Par ailleurs, lors des entretiens qui ont précédé la signature de la convention de rupture, l’employeur avait indiqué au salarié qu’il percevrait pendant 12 mois une contrepartie financière au titre de la clause de non-concurrence, d’un montant important, puisqu’il s’agissait de deux tiers du salaire net. Mais trois jours après la rupture du contrat de travail, l’employeur déliait le salarié de son obligation de non-concurrence et s’abstenait donc de verser la contrepartie financière.

Le salarié a saisi le conseil de prud’hommes pour demander la requalification de la rupture conventionnelle en licenciement sans cause réelle et sérieuse au motif que son consentement avait été vicié.

La Cour d’Appel, sur la base de ces différents éléments a annulé la convention de rupture. L’employeur a formé un pourvoi, faisait valoir que l’existence d’un différend entre les parties ou la notification d’un avertissement précédant une rupture conventionnelle, ne saurait suffire à caractériser un vice du consentement et justifier l’annulation de la convention de rupture.

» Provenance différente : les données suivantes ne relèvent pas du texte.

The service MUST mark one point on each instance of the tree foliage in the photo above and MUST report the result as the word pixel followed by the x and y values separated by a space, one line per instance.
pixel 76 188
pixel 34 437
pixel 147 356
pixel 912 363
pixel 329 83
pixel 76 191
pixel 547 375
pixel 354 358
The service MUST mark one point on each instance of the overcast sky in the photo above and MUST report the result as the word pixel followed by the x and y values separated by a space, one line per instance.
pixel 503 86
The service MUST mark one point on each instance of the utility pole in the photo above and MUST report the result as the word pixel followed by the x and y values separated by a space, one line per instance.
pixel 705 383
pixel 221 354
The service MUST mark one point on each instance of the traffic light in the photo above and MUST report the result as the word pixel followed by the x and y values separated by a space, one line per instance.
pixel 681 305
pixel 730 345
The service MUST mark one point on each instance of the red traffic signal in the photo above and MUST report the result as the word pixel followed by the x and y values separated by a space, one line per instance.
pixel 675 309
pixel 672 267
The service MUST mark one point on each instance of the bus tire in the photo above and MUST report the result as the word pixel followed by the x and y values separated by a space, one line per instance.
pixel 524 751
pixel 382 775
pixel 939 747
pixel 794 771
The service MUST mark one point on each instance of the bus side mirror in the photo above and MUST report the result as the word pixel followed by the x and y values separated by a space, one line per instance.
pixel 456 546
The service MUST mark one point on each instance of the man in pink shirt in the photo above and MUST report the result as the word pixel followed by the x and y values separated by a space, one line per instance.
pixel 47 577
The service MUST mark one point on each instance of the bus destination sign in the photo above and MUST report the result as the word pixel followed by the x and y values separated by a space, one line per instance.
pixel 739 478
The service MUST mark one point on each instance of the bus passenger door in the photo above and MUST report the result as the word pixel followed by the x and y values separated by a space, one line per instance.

Par ailleurs, selon l’employeur, l’existence d’un désaccord entre les parties relatif à l’interprétation de la convention et aux suites de la rupture (la dispense de l’obligation de non-concurrence), apparu postérieurement à l’homologation, au seul stade de sa mise en œuvre, ne suffit pas à établir l’existence d’un vice du consentement.

La Cour de cassation rejette le pourvoi de l’employeur, soulignant que la Cour d’appel a exactement fait ressortir que le consentement du salarié avait été vicié :

– l’avertissement adressé un mois plus tôt au salarié, le jour où s’était tenu l’entretien à l’issue duquel le salarié avait demandé un « licenciement conventionnel », se concluait par une incitation à rompre son contrat de travail,

– le fait d’avoir indiqué au salarié lors des entretiens préalables à la rupture qu’il percevrait pendant douze mois la contrepartie financière au titre de la clause de non-concurrence, alors que l’employeur l’avait délié cette obligation après la rupture du contrat.

La Cour de cassation rappelle régulièrement que si l’existence d’un différend au moment de la conclusion d’une convention de rupture n’affecte pas en elle-même la validité de cette convention, la rupture conventionnelle ne doit pas être imposée par l’une ou l’autre des parties.

Sans doute le salarié n’aurait-il pas pris la décision de signer la convention si l’employeur lui avait fait part de son intention de lever la clause de non-concurrence, d’autant plus qu’à la lecture du moyen annexe l’on apprend que le montant de l’indemnité de rupture n’était que de 1300 euros.

Il est donc important d’être prudent dans les informations communiquées au salarié lors des différents entretiens préalable à la signature, et qui sont susceptibles d’influencer le salarié dans sa décision. Lorsque cela concerne la clause de non-concurrence, il est recommandé de mentionner dans la convention ou son annexe, l’intention de l’employeur (dispense ou exécution).

D’ailleurs certaines conventions collectives (c’est le cas de celle des Ingénieurs et cadres de la Métallurgie, à l’article 28), imposent à l’employeur qui souhaite renoncer à l’application de la clause de non-concurrence de le faire dans la convention de rupture.